A program that was recommended by a friend and made a hell of a difference on my potatoes over the years was Process Lasso.

In freeware mode, the program was really helping with user interface responsiveness. I eventually just sent them money for the Pro version which I didn’t have use for after I forgot to install it once on a Windows reinstall: I was wondering why I was having spinning wheels like it’s the Carnival on my desktop, until I installed it again! That app really made a big difference for my slow laptops.

I don’t know if it’s still relevant in Windows 10 though.

Process lasso has a free mode after trial but they offer a 25% off coupon too

This video, as well as Crucial’s upgrade wizard, suggests the S130 does have a slot for an M.2 drive. Also, here: http://psref.lenovo.com/syspool/Sys/PDF/IdeaPad/ideapad_S130_11IGM/ideapad_S130_11IGM_Spec.pdf

You can get a $128GB M.2 for $20 to $30 bucks. That would be a nice speed increase. The 2GB of RAM is anemic, but with the SSD, should get the job done for the minimal demands being asked of the laptop.

I have a few of the cheap Lenovo 100s. Love that 12 hour battery life.

Firefox works a lot better on them than Chrome & Edge. Got around forty tabs open right now.

Yes, the battery life is great, along with the size (and price).

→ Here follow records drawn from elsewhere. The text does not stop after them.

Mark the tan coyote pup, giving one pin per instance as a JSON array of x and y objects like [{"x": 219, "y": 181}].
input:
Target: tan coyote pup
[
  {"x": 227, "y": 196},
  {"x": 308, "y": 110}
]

Thanks for everyone’s suggestions. I may try adding an M.2 SSD thanks to the video that @mono posted, as well as trying Process Lasso, Firefox or Edge and of course uninstalling any bloatware I find. Onward!

EDIT: I realize I don’t really understand how expanding storage will help with speed, particularly when so limited by RAM. Do I need to configure the SSD a certain way so that it is using the drive space for caching, or something like that?

From my understanding, since the memory is so low, it will often read from the disk to swap memory. Having a good SSD will speed this up. No special config needed

eMMC is really slow flash memory.

Exactly. EMMC is NAND just like a SSD but without cache or striping so very slow.

I finally got around to installing Firefox on this little lappie, and the speed difference compared to Chrome is tremendous. Thanks!